An Algerian court on Thursday sentenced 49 people to death for the 2021 lynching in Kabylia of a man wrongly accused of arson, but those sentences are expected to be commuted to life imprisonment due to a moratorium on executions, reported the official agency.
The defendants were found guilty of the lynching of Djamel Bensmaïl, an artist from Miliana who had volunteered in the village of Larbaa Nath Irathen, in Tizi Ouzou prefecture, to help put out forest fires that had killed 90 people in less than a week in August 2021.
If the death penalty is indeed provided for by the penal code in Algeria, it is no longer applied under a moratorium in force since 1993.

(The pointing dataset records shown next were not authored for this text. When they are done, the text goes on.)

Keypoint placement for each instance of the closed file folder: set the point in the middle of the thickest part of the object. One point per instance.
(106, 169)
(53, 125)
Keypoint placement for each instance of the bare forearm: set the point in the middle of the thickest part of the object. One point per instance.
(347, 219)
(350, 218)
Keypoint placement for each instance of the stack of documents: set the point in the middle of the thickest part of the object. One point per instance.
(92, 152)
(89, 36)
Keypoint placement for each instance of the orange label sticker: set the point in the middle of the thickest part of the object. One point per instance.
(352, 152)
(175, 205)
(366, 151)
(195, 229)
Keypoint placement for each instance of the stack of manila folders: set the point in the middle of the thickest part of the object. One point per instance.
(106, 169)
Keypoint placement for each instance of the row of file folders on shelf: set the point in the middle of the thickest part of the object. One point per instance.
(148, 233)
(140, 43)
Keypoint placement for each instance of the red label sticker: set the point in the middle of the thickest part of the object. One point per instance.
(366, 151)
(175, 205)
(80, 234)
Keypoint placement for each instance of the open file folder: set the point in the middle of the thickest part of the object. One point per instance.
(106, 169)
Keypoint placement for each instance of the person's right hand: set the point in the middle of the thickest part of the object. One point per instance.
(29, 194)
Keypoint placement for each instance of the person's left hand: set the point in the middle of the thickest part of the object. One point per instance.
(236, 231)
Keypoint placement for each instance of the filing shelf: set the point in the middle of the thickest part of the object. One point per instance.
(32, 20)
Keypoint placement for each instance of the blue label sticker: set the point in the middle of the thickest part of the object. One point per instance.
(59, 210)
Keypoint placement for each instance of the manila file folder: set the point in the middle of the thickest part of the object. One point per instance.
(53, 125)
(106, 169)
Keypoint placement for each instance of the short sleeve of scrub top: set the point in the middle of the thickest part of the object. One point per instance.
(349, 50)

The defendants, who appeared before the court of Dar El Beida, in the eastern suburbs of Algiers, were prosecuted in particular for “terrorist and subversive acts against the State and national unity” and “intentional homicide with premeditation”, according to the ‘charge.
Twenty-eight other defendants prosecuted in the context of this case were sentenced to terms ranging from two to ten years in prison and 17 others were acquitted.
After hearing that he was suspected of having started the fire in the forest, Djamel Bensmaïl, who was 38 years old, had surrendered to the police.
Images relayed by social networks had shown the crowd surrounding the police van and extricating the man from the vehicle after hitting him.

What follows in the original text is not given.